布哇日本人先亡慰霊祭
[報告] 2019/8/27
8月25日、ヒロ郊外アラエ墓地でハワイ島日系人協会主催の慰霊祭法要が行われました。
1939年アラエ墓地内に建立された「布哇日本人先亡慰霊塔」の前で毎年第4日曜日に行われているもので、今年は第80回でした。ハワイ島仏教連盟も毎年参加しております。
慰霊塔は阿部三次という日系人の発願によるものです。
阿部三次は1895年コナに生まれました。本格的な移民(官約移民)が始まったのが1885年で、その後形態を変えながら1924年までの間に日本人約20万人がハワイに出稼ぎに来て、半分ほどが定住しました。阿部は移民初期の2世です。第一次世界大戦時に米国で徴兵されたわずか400人弱の日系2世のひとりでした。

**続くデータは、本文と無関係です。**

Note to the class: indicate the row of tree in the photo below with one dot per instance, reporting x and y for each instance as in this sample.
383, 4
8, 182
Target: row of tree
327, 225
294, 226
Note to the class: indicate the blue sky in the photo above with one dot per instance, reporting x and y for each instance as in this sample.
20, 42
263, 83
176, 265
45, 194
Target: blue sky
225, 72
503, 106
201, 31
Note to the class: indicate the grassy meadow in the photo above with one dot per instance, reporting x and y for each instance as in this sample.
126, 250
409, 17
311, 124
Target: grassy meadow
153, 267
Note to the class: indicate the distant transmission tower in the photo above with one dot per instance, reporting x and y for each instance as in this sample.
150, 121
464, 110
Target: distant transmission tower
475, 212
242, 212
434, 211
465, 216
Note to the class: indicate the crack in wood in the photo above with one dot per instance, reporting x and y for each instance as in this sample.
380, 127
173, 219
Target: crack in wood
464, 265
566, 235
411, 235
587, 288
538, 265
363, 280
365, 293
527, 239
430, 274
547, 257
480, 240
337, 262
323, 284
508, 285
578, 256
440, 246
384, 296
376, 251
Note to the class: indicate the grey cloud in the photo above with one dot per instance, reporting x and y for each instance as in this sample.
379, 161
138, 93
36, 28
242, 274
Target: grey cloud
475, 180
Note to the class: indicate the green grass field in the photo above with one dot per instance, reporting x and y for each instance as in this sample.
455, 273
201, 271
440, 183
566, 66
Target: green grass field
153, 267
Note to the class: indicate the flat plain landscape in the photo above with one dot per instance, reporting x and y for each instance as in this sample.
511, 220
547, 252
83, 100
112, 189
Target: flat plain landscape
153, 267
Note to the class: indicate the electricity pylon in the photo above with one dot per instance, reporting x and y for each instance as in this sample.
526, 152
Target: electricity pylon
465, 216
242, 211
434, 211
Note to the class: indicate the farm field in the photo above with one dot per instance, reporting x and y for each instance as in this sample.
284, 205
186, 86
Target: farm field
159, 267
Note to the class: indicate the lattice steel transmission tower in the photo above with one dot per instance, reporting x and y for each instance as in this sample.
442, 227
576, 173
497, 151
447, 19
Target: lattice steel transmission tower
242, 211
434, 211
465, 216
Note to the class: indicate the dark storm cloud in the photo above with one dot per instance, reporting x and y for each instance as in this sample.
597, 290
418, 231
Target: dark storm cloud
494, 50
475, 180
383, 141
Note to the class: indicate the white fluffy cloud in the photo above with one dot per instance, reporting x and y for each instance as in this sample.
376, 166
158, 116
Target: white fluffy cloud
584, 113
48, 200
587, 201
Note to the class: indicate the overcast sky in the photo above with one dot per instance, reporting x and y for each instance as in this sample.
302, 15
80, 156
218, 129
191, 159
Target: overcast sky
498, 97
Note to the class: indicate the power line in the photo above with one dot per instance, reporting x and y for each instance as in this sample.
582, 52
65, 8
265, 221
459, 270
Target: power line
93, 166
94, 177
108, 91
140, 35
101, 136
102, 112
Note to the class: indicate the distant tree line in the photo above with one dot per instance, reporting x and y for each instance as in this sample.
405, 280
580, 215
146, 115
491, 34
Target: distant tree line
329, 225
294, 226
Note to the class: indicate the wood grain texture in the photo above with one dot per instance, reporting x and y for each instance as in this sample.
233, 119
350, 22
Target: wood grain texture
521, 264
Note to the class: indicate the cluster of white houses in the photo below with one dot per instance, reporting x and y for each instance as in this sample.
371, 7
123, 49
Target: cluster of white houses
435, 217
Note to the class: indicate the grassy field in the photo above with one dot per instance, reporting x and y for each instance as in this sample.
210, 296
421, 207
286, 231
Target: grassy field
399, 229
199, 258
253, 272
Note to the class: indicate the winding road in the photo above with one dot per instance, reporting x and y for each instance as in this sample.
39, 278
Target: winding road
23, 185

11-2歳のころ家族でヒロに移り、1916年にヒロ警察の警察官になりました。順調に昇進し、日系人初の副署長までのぼりました。勤務の傍ら大和座という映画館を買収して経営し、ハワイ島日本人野球連盟、ハワイ島相撲連盟、ハワイ島日系人協会などの長も務めました。1940年には米領ハワイ上院議員に立候補しました。日米関係はすでに険悪で、阿部は二重国籍であることを批判されたりしましたが、日本国籍を離脱し、当選しました。日系人では初めてでした。

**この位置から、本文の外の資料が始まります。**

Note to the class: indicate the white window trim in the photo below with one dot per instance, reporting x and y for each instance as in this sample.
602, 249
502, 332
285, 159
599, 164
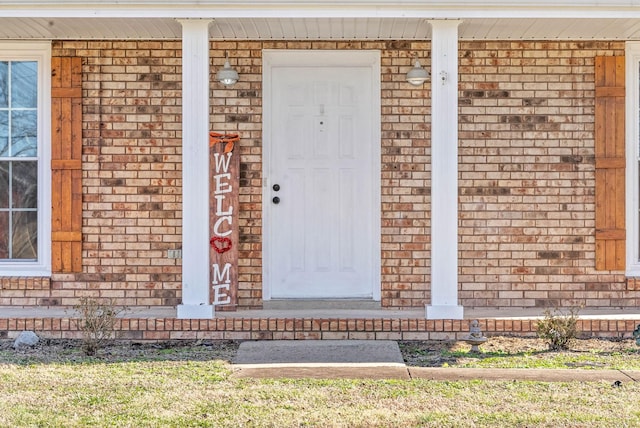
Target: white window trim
41, 52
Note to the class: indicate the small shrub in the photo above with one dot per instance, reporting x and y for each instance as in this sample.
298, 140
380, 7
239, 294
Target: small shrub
97, 323
558, 328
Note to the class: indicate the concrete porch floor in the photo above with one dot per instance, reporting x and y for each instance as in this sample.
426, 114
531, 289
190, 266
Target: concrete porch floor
469, 313
160, 323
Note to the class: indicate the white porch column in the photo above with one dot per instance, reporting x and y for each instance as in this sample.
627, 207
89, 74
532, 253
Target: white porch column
444, 171
195, 170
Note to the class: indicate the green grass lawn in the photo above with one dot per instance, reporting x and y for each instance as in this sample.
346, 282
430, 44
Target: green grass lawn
167, 389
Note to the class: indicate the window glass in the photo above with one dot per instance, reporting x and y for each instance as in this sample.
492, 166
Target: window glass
25, 235
19, 175
4, 133
4, 237
4, 186
4, 84
24, 133
24, 84
24, 178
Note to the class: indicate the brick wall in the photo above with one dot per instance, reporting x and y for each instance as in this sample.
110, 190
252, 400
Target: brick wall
527, 176
526, 173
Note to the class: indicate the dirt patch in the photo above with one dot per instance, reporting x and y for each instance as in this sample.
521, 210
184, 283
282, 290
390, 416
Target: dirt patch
457, 353
62, 351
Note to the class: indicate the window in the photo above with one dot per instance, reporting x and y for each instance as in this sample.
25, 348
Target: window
25, 200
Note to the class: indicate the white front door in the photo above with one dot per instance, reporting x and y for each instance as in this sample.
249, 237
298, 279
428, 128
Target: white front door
321, 193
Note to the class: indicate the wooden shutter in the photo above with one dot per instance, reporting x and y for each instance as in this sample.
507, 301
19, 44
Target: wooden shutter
66, 164
610, 163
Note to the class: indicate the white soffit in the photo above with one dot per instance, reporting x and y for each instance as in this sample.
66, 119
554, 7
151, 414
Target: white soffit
322, 28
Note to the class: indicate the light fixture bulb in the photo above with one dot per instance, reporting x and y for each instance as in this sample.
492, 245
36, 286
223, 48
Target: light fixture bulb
227, 75
417, 75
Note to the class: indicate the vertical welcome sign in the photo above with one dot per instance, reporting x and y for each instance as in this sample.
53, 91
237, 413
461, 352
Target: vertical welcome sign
223, 219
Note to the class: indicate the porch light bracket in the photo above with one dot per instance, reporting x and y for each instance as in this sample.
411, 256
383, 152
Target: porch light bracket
227, 75
444, 76
417, 75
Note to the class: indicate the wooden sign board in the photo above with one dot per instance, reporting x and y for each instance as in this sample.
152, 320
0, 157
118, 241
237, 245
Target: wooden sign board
224, 164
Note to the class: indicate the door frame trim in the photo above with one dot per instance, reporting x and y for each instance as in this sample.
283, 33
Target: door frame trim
272, 58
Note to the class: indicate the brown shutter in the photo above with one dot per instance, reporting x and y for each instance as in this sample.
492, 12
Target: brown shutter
610, 163
66, 164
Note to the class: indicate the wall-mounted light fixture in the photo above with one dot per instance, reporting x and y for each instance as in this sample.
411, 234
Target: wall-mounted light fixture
227, 75
417, 75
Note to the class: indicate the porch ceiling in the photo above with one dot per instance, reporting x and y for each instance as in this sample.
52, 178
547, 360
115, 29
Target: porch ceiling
396, 28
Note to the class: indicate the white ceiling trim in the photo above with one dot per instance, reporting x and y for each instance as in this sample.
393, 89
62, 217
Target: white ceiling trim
319, 29
208, 9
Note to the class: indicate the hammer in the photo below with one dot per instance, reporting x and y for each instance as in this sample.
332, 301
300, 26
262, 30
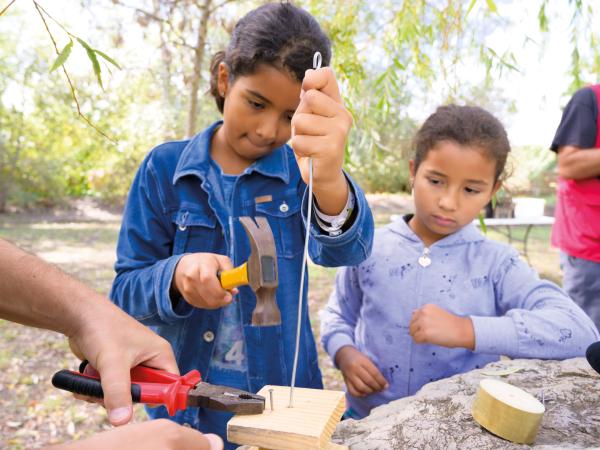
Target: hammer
260, 271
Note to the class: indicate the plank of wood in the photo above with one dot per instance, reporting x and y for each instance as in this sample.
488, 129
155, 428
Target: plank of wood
308, 425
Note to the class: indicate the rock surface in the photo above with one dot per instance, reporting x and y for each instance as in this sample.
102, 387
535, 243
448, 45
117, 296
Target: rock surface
439, 415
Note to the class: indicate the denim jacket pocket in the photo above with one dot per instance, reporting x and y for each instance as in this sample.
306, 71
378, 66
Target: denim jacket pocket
194, 232
283, 214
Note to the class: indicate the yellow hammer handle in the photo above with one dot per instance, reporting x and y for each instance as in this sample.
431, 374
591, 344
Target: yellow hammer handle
234, 277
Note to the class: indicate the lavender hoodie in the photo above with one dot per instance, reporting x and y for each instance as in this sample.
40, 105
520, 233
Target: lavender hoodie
514, 312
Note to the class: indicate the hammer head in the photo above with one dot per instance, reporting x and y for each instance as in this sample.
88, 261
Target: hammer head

1941年12月の日米開戦後、阿部は当局から「危険人物」と目されました。1942年、米国人でハワイ上院議員である阿部を逮捕するべく当局は阿部を捜索し、大和座で日本国旗を「発見」し、敵国の国旗を所持していた罪で逮捕、勾留され、上院議員を辞めさせられました。戦後は大和座に戻りましたが、1960年の津波でヒロ湾岸地域は壊滅し、大和座も閉鎖となりました。阿部はオアフに移り、亡くなりました。晩年は糖尿が悪化して盲目だったそうです。
慰霊塔が建ったのは、阿部が上院議員になる前のことです。阿部は荒れ果てた古い墓地に心を痛めておりました。
阿部は自身の勤続20周年を記念して1938年3月に大和座で「勤続二十周年墓地奉仕映画の夕」を開催しました。集めた1400ドル(当時の米国人平均年収は1731ドル)の使途について有志46名が大和座で会合を開き、7名の委員を選挙して墓地整備期成会を結成しました(委員のひとりはヒロ明照院第2世原哲雄上人)。期成会はハワイ島にある30の墓地の整備を目指しました。
慰霊塔は期成会の活動の目玉で、1939年に4千数百ドルをかけて建てられました。盛大な除幕式が行われ、阿部は「ハワイの二世・三世が恵まれた生活をなし得るのはわれらのパイオニアが粉骨砕身してハワイの開発に尽くしてくれた賜物に外ならない。」とかれらへの慰霊の重要性を述べて喝采された、と新聞にはあります。
長く顕彰されるべき人物であると思います。